Het lijkt wel een beetje op de koningin die op visite komt op een Koninginnedag. Dan worden er ook mensen uitgezocht die vooraan mogen staan, die een hand mogen geven of een bloemetje aanbieden. Gewone mensen die námens alle anderen een rol mogen vervullen. Zo staan daar de herders. Door God uitgekozen om als eersten de hemelse boodschap te horen van een engel des Heren. Ze baden in het licht. En dat is niets anders dan het licht van Gods genade. Hemels licht op aarde. Voor mensen, gewone mensen, voor u en voor jou en voor mij. Dat is Kerst.

* * *

Ja, de herders zijn nog maar net een beetje gewend aan de heerlijkheid die hen omstraalt (hoewel, zou je daar echt aan wennen? ik denk het niet). De herders zijn nog maar net een beetje bekomen van de schrik, en dan gebeurt er weer iets totaal onverwachts. Opnieuw gebruikt Lukas dat woord plotseling. 'En plotseling was er bij de engel een grote hemelse legermacht.' Bij dat woord legermacht moeten we even wat langer stil staan. Want ik vermoed dat we door de kinderliedjes die we wel zingen en de plaatjes die we wel kennen, een wat vertekend beeld hebben van wat er gebeurt in de Kerstnacht. Ze vormen een soort groot koor, allemaal een witte koorjurk aan, en ze zingen zo zuiver en zo mooi. Heel vredig allemaal, heel hemels.

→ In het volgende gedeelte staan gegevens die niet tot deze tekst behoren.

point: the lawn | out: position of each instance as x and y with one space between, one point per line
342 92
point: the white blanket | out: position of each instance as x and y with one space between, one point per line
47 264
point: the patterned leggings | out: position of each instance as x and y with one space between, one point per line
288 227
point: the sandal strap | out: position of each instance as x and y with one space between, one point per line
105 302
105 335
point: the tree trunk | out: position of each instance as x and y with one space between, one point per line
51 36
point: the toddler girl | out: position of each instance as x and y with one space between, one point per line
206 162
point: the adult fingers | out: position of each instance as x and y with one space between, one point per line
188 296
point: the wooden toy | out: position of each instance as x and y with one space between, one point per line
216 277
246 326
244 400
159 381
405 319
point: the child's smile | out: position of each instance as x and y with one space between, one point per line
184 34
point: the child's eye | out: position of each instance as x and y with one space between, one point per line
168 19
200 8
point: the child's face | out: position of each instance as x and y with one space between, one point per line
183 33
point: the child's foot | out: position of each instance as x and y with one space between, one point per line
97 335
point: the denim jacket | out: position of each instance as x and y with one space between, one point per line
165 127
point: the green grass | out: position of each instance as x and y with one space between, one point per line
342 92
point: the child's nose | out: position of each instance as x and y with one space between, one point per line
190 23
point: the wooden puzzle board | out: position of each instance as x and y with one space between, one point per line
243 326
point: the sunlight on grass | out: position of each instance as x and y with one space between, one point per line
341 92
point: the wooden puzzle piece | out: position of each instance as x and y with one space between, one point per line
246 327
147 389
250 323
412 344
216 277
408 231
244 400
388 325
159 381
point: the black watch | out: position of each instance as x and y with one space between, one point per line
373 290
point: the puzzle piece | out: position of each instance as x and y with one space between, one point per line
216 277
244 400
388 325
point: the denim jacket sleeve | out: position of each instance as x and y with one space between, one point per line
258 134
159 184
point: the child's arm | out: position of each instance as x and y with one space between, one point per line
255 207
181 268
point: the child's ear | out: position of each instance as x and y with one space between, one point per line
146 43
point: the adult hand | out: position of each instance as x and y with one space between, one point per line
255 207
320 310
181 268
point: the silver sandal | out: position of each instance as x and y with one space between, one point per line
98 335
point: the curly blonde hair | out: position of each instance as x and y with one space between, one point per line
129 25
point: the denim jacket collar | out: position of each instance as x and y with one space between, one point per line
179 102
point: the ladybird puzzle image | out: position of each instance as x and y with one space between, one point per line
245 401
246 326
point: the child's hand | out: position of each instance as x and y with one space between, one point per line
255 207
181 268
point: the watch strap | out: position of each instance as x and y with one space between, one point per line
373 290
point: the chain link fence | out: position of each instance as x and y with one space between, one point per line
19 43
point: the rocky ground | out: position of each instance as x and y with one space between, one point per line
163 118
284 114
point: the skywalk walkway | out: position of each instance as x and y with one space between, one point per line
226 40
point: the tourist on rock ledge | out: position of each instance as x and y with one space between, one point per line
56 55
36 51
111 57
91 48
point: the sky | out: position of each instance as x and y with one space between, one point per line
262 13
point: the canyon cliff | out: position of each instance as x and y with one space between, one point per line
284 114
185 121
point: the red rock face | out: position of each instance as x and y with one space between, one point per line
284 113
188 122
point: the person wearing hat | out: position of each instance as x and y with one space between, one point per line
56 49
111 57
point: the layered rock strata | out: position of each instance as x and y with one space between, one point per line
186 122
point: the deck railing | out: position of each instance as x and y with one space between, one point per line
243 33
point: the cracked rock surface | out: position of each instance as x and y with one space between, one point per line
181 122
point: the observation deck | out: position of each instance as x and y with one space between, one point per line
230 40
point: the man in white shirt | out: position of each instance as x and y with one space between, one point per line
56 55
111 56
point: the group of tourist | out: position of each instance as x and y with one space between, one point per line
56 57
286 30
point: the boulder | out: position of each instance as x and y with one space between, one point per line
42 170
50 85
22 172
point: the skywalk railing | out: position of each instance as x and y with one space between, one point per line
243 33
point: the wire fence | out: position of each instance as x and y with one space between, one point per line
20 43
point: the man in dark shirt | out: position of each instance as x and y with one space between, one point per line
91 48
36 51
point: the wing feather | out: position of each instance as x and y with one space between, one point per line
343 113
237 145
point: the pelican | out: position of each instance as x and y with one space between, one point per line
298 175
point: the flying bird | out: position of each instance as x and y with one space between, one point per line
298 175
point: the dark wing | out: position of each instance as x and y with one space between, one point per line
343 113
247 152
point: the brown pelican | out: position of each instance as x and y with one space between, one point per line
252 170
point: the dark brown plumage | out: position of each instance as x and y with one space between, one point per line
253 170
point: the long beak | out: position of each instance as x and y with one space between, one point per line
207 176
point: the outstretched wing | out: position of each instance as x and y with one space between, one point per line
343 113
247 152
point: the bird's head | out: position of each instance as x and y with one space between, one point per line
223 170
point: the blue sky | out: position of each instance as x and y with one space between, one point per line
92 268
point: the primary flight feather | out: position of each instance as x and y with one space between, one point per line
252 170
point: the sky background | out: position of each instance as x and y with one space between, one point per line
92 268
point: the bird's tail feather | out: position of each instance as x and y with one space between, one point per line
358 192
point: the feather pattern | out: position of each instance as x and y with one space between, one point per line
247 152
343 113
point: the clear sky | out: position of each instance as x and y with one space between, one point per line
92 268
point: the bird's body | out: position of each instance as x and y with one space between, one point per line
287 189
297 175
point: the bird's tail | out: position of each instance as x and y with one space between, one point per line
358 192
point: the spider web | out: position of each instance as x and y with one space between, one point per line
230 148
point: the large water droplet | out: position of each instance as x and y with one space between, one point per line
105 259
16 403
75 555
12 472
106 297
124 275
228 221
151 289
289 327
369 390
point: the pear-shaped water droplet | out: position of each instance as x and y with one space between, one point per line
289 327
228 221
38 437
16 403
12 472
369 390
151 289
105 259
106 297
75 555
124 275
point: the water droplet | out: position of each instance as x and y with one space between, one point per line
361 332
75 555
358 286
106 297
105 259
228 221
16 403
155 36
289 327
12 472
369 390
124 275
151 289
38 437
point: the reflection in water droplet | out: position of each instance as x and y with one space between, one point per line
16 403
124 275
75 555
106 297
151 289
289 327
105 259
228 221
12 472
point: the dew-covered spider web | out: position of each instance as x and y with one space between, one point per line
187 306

En toch: er staat: legermacht. Die engelen, ze dragen geen koorjurken, maar uniformen. In hun handen hebben ze geen trompetten, maar zwaarden. En eigenlijk zingen ze geen lied, ze heffen een strijdkreet aan, ze scanderen een leus. Iemand heeft dat eens in één beeld zo samengevat: in de velden van Judea verschijnt in de Kerstnacht een leger van blauwhelmen: Christus' blauwhelmen. Het is dus allemaal niet zo vredig. Vanuit de hemel komt een leger van soldaten, hemelse soldaten. Ze zingen de lof op Gods grote naam, zeker, maar eigenlijk is dat niet hun eerste taak. Hun eerste taak is laten zien dat er een strijd gaande is.

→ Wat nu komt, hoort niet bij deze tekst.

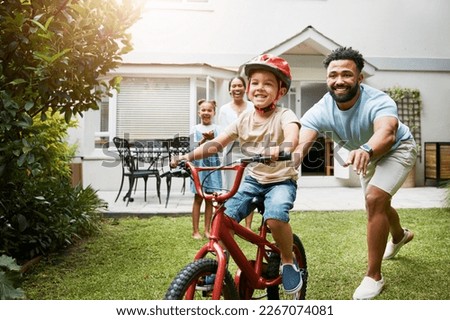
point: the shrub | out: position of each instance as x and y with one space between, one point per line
9 278
41 212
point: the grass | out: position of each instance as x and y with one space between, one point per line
138 258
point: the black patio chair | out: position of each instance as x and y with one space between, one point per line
130 169
178 146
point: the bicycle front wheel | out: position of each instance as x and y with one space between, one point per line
199 275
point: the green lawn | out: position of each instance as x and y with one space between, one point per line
138 258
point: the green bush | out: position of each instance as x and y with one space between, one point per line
9 279
40 211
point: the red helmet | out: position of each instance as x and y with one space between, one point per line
271 63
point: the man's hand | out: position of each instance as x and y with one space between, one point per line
359 159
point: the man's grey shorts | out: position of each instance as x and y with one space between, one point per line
390 170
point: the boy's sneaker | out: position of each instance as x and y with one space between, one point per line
206 283
368 289
393 248
291 277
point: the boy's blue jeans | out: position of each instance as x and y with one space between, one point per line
278 198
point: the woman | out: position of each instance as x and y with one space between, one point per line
229 113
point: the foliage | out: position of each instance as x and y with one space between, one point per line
42 213
53 59
9 278
409 105
398 94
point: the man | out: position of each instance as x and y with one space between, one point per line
364 120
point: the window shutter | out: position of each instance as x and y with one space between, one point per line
153 108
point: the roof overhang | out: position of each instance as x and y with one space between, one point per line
309 45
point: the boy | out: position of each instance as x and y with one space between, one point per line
266 130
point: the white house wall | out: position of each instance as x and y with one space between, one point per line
222 36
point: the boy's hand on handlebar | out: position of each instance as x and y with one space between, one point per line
176 160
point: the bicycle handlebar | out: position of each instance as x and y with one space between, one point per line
186 168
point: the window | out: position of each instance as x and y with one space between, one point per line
200 5
153 108
102 136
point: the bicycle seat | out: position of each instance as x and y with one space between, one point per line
257 203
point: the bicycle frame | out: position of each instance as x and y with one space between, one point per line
221 228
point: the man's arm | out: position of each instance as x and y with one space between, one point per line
307 138
385 130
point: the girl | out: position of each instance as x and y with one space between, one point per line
201 133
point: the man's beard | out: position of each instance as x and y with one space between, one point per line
346 97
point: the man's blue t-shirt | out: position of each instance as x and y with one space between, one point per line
354 127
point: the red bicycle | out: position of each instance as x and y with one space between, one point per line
256 278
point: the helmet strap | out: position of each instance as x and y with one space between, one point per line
274 103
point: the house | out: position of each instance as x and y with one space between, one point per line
189 49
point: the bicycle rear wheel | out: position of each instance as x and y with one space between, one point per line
195 274
277 292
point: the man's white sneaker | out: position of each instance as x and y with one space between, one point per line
368 289
393 248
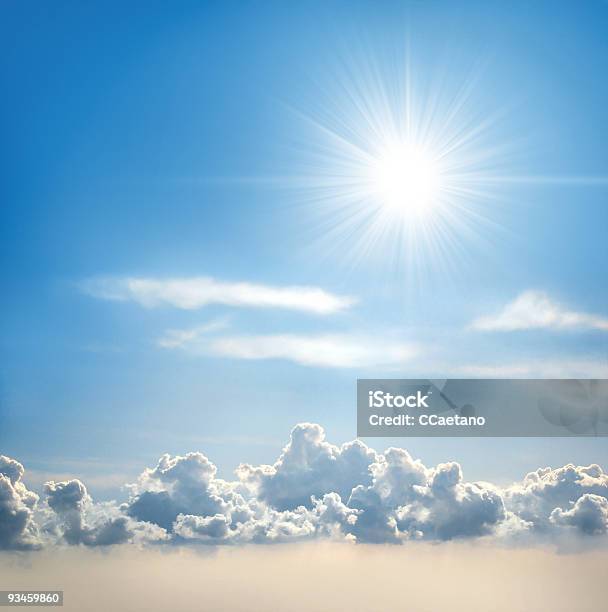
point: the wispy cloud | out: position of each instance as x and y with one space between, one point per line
178 338
535 310
534 368
196 292
321 350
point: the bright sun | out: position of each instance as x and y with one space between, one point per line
406 180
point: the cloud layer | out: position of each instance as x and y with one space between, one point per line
315 490
319 350
535 310
196 292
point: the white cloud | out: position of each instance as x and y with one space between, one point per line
17 527
320 350
315 490
196 292
535 310
179 338
535 368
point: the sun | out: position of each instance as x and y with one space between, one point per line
398 171
406 180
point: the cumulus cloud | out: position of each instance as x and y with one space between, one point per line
18 530
76 520
196 292
535 368
309 466
314 490
320 350
536 310
541 492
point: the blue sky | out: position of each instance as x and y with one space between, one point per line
158 143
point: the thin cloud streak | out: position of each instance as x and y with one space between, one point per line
193 293
536 310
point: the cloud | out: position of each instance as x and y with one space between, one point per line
196 292
535 310
182 338
309 466
324 350
535 368
328 576
545 490
18 530
315 490
589 514
77 520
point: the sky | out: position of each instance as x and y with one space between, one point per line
189 257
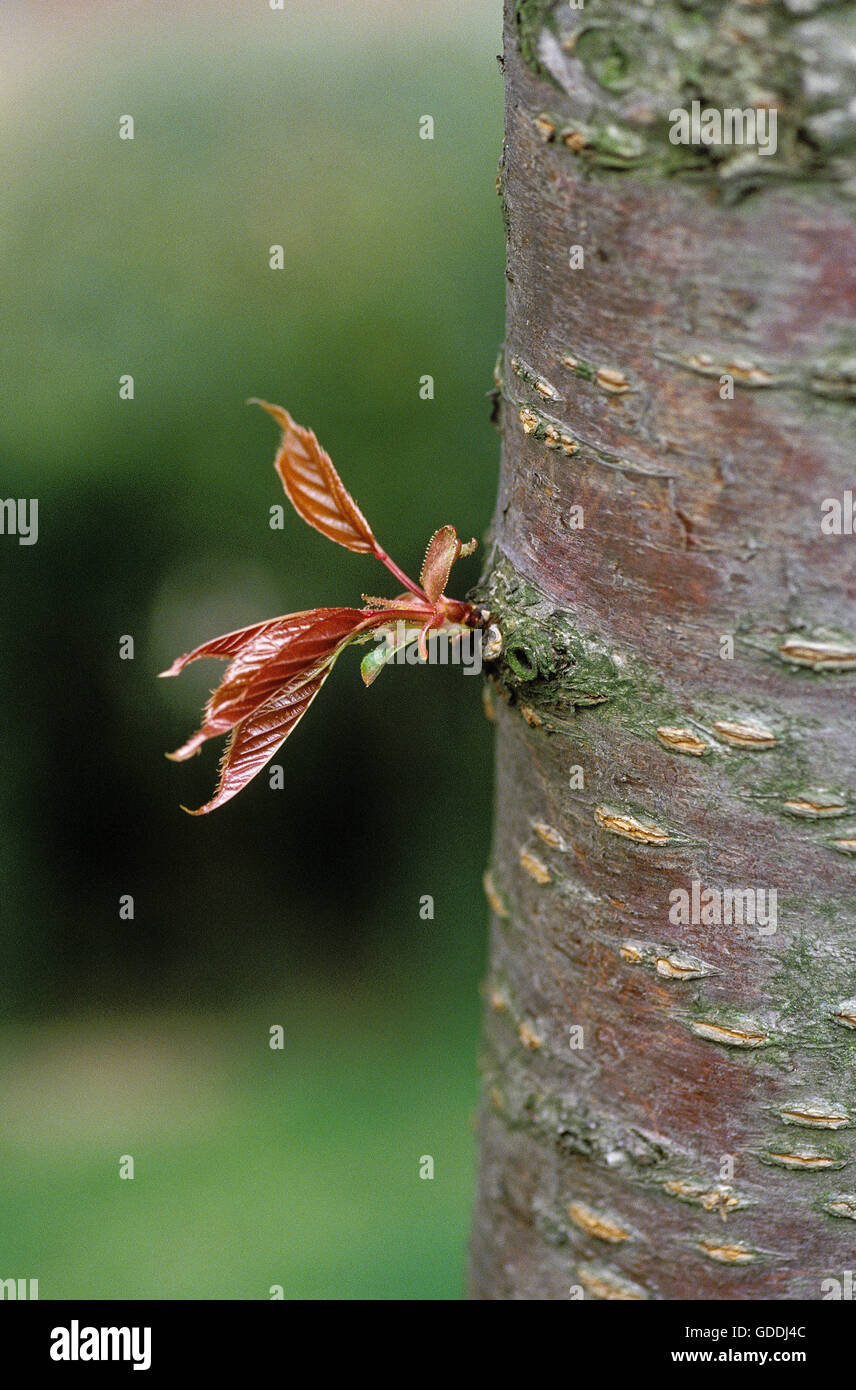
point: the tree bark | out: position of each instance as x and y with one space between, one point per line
670 1101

Want: er waren mensen in die zelfde landstreek, een jonge man en een jonge vrouw, die zich ophielden in een stal en des nachts zich verwonderden over hun kindje. Het ligt in een rommelige ruif, een kale kribbe, gewikkeld in doeken. Een plaatje. Sober, dat wel, maar toch: een plaatje. Het straalt vrede en rust uit. Maar dat legioen van hemelse soldaten een eind verderop maakt duidelijk dat het allemaal niet zo vredig is. Het Kind in de kribbe zal moeten vechten, een ongelooflijk zware strijd moeten voeren. En de engelen, ze komen zelf niet vechten, want hun opdracht luidde: 'zing een lied, hef de strijdkreet aan'. Nee, zelf vechten ze niet. Ze komen de mensen overtuigen dat dít kind, dat déze Heer zal vechten. Vechten op leven en dood. En de engelen laten zien dat alleen dit kind de werkelijke vrede kan brengen.

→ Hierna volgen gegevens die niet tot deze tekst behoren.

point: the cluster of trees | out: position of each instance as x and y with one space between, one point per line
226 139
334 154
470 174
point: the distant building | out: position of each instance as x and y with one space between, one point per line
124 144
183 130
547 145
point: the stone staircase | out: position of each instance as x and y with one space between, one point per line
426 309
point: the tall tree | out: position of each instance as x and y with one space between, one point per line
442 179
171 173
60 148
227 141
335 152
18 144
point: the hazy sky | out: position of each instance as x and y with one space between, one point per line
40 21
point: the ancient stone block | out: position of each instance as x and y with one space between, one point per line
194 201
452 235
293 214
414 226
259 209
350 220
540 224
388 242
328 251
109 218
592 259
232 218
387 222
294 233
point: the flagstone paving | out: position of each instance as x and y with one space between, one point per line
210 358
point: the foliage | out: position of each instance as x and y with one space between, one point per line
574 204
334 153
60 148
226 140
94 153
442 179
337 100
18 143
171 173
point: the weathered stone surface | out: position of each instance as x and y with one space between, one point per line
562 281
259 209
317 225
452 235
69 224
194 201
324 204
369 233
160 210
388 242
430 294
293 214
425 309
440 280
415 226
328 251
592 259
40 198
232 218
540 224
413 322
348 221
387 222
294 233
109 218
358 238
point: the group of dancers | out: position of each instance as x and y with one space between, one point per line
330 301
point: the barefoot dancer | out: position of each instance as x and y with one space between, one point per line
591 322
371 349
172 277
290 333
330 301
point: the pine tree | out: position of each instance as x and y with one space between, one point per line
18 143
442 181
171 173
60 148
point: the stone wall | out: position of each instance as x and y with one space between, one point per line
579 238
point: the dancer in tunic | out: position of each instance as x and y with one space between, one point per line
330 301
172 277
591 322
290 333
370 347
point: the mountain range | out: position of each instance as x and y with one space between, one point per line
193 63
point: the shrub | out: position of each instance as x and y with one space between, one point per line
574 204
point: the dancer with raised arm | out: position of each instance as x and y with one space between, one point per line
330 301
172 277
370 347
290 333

Ja, Christus zal lijden en strijden, en de hemelse legermachten, ze zijn niet bij Hem op dat moment, maar ergens anders. Want de strijd van Christus is een verborgen strijd, verhuld in doeken, verhuld in alle schamelheid bij elkaar, verhuld in het teken van eenvoud: 'een kind, in doeken gewikkeld, liggend in een kribbe.'

Het is een enorme tegenstelling: dat kind in de kribbe en die legermacht in de lucht. Maar de legermacht onthult de diepere werkelijkheid van dat Kind: het is een koning die vechten zal, vechten voor zijn volk, en er zal vrede komen. Want het zou Gods eer te na zijn, als de zonde het laatste woord had, en als de mensen definitief in handen van de duivel zouden vallen. Het grote offensief is begonnen. Ook die wat militante taal mag klinken op het Kerstfeest. Er is niet alleen 'een kindeke klein, een kindeke teer'. Er is ook een legioen van hemelse soldaten die een strijdkreet zingen:

Eer aan God in de hoge

en op aarde vrede

in mensen een welbehagen.

* * *

Dat is het lied van dat leger, de leus van dat legioen uit de hemel. Ik zeg het nu een beetje anders dan u in het in uw vertaling vindt. En dat is wel wat vervelend, want het zijn zulke bekende woorden, en dan moet er juist op het Kerstfeest worden gezegd dat het niet helemaal klopt zoals het er staat. En dat is jammer. Want als je net een prachtig lied hebt gehoord, en er komt dan iemand naar je toe die zegt: 't klonk wel mooi, maar de tekst klopte niet helemaal', dan vergroot dat de feestvreugde niet. Maar het moet toch maar gezegd worden.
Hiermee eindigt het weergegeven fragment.